Pocos minutos después, por los mismos pasos, otras dos perdices. Mi pájaro, ni pío. Y ahora sí hice lo que no se debe hacer: tiré el macho, más que nada para ver la reacción de Ataulfo. No la hubo, no se inmutó al tiro ni ante el desesperado canto de la viuda, que se quedó merodeando por los alrededores. Todavía pasó cerca otra pareja siendo la conducta de mi hermoso pollo la misma que he referido.
No esperé más. Salí del puesto, llegué al arbolejo y acordándome de los buenos consejos de mi amigo Jacinto, y también del barbero, abrí la portezuela.
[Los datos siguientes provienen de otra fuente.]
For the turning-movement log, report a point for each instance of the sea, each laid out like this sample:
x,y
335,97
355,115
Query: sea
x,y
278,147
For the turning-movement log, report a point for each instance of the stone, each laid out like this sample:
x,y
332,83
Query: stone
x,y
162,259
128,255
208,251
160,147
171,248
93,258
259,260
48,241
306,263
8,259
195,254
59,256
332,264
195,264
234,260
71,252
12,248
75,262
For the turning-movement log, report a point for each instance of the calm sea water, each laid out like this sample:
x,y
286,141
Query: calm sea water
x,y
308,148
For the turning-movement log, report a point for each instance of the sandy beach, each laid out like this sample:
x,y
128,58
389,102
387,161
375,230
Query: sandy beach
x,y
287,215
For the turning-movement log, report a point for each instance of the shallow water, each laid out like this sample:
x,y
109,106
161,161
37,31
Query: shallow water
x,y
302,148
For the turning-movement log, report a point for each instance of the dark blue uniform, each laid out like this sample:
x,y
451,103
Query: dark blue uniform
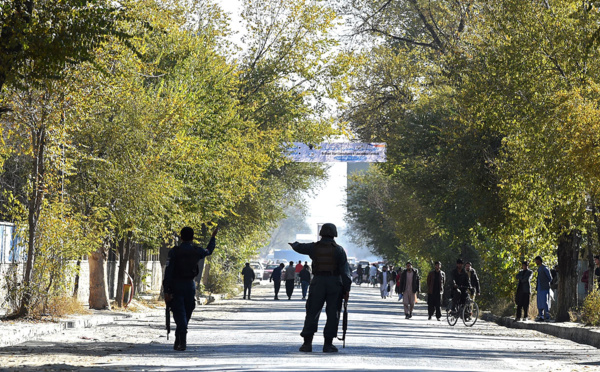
x,y
179,280
326,287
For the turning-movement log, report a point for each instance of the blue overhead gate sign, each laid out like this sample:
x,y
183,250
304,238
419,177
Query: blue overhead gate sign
x,y
338,153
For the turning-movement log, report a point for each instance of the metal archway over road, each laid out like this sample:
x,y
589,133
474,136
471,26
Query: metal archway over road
x,y
341,152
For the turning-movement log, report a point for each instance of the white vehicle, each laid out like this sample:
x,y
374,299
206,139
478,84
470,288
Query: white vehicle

Por aquel tiempo, Martínez y Corniquí adornaban mi jaulero y no era cosa de estropearlo con semejante mochuelo.
Cuidar los pájaros todo el año, que no les faltase el trigo, el alpiste, el panizo, los cañamones y, de vez en cuando, enriquecer la pitanza con alguna golosina como garbanzos en remojo o nueces, sin olvidar el verde tan escaso en invierno: berros que cogíamos en los remansos de los arroyos y ababoles que crecían en los sembrados y en los civantos de las huertas. Sacarlos al sol en otoño, darles tierra vigilando para que no se acercase algún perro, removerles el comedero cada vez que se pasaba junto a ellos y gozar viendo cómo la pluma tomaba lustre y se avivaba el rojo de las cejas y del pico.
Muchas cosas para hacerlas en un piso; de modo que cuando llegó la hora de mi destierro a una gran ciudad, lo tuve claro: regalé pájaros, jaulas, jauleros, cajones para la muda, ganchos, cobijillas... ¡Veinticuatro años sin dar un puesto! Y he sobrevivido
LOS POLLOS DE YESTE
Mal conocen la caza de la perdiz
con reclamo quienes piensan que todo consiste en asesinar a una pieza
indefensa. Mil ritos ancestrales, arraigados en la vida de los pueblos, la
enriquecen. Y uno, es conseguir los pollos que el día de mañana serán pájaros.
En la comarca de la Sierra de Segura tenían fama los perdigones de Yeste, y a los cortijos de su término iban a buscarlos cazadores de todas partes. Los chiquillos cogían los polluelos recién nacidos o los huevos, que engoraban en la casa una gallina llueca. Cuidados con esmero, alimentados con saltamontes, abundantes en los prados y hortales, algunos morían al pelechar en la última muda, pero otros llegaban al otoño, que era el tiempo de venderlos.
En la comarca de la Sierra de Segura tenían fama los perdigones de Yeste, y a los cortijos de su término iban a buscarlos cazadores de todas partes. Los chiquillos cogían los polluelos recién nacidos o los huevos, que engoraban en la casa una gallina llueca. Cuidados con esmero, alimentados con saltamontes, abundantes en los prados y hortales, algunos morían al pelechar en la última muda, pero otros llegaban al otoño, que era el tiempo de venderlos.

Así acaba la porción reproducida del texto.